How much data will be processed at once, in case no chunksize has been provided.

describe()

Get a descriptive string representation of this class.

dimension()

output dimension of clustering algorithm (always 1).

dtrajs

Discrete trajectories (assigned data to cluster centers).

estimate(X, **kwargs)

Estimates the model given the data X

Parameters:
  • X (object) – A reference to the data from which the model will be estimated
  • params (dict) – New estimation parameter values. The parameters must that have been announced in the __init__ method of this estimator. The present settings will overwrite the settings of parameters given in the __init__ method, i.e. the parameter values after this call will be those that have been used for this estimation. Use this option if only one or a few parameters change with respect to the __init__ settings for this run, and if you don’t need to remember the original settings of these changed parameters.
Returns:

estimator – The estimated estimator with the model being available.

Return type:

object

filenames

Property which returns a list of filenames the data is originally from. :returns: list of str :rtype: list of filenames if data is originating from a file based reader

fit(X)

Estimates parameters - for compatibility with sklearn.

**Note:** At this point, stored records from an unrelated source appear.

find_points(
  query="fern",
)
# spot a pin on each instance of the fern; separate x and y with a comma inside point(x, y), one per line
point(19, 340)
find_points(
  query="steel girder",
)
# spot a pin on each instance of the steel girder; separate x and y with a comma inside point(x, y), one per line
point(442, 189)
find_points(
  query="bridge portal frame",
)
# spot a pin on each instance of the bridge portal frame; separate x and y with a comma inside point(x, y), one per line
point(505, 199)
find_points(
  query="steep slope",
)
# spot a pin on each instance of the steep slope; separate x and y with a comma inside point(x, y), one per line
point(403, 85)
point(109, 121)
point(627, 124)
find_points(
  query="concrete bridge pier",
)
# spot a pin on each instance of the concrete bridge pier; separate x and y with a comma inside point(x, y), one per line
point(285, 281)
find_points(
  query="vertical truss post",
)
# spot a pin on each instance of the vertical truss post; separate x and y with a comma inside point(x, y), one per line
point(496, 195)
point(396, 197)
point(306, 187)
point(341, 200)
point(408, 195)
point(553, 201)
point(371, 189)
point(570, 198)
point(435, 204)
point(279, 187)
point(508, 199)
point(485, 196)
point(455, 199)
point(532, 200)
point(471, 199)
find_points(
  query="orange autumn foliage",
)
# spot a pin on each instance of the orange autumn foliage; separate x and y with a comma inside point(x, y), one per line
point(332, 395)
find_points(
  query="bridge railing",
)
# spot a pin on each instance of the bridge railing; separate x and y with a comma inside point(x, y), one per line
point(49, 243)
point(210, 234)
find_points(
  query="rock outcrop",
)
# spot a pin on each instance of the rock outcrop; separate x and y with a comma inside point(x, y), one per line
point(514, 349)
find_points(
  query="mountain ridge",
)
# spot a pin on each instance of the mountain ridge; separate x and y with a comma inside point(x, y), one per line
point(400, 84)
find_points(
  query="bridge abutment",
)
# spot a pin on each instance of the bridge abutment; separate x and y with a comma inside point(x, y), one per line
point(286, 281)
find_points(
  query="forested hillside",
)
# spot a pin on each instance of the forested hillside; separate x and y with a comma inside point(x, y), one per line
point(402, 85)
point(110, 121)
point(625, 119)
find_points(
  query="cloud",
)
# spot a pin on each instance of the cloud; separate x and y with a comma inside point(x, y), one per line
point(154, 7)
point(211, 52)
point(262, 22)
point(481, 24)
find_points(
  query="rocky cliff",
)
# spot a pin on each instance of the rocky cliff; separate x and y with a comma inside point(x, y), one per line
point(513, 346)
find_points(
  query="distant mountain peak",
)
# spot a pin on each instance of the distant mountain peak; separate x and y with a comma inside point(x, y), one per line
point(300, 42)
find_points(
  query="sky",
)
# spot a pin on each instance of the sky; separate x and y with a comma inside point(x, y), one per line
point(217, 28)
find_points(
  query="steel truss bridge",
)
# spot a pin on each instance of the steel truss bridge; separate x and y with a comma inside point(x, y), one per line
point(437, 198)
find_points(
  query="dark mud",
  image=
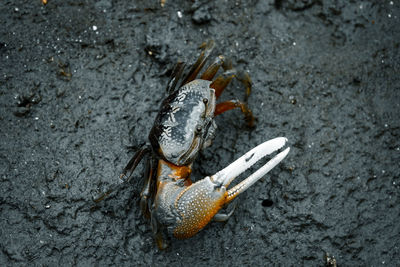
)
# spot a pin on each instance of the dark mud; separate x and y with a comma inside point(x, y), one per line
point(80, 85)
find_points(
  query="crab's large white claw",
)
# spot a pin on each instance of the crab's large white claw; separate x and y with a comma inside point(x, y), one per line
point(227, 175)
point(198, 203)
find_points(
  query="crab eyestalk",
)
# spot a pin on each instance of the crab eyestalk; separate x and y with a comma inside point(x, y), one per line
point(198, 203)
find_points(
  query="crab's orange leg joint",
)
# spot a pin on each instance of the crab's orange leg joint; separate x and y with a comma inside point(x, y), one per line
point(197, 204)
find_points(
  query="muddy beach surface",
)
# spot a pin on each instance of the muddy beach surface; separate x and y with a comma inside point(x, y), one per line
point(81, 83)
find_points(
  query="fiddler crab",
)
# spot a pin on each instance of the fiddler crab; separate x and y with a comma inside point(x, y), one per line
point(183, 127)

Parameters:X (object) – A reference to the data from which the model will be estimated
Returns:estimator – The estimator (self) with estimated model.
Return type:object
fit_predict(X, y=None)

Performs clustering on X and returns cluster labels. :param X: Input data. :type X: ndarray, shape (n_samples, n_features)

Returns:y – cluster labels
Return type:ndarray, shape (n_samples,)
fit_transform(X, y=None, **fit_params)

Fit to data, then transform it. Fits transformer to X and y with optional parameters fit_params and returns a transformed version of X. :param X: Training set. :type X: numpy array of shape [n_samples, n_features] :param y: Target values. :type y: numpy array of shape [n_samples]

Returns:X_new – Transformed array.
Return type:numpy array of shape [n_samples, n_features_new]
fixed_seed

seed for random choice of initial cluster centers. Fix this to get reproducible results.

get_model_params(deep=True)

Get parameters for this model.

Parameters:deep (boolean, optional) – If True, will return the parameters for this estimator and contained subobjects that are estimators.
Returns:params – Parameter names mapped to their values.
Return type:mapping of string to any
get_output(dimensions=slice(0, None, None), stride=1, skip=0, chunk=None)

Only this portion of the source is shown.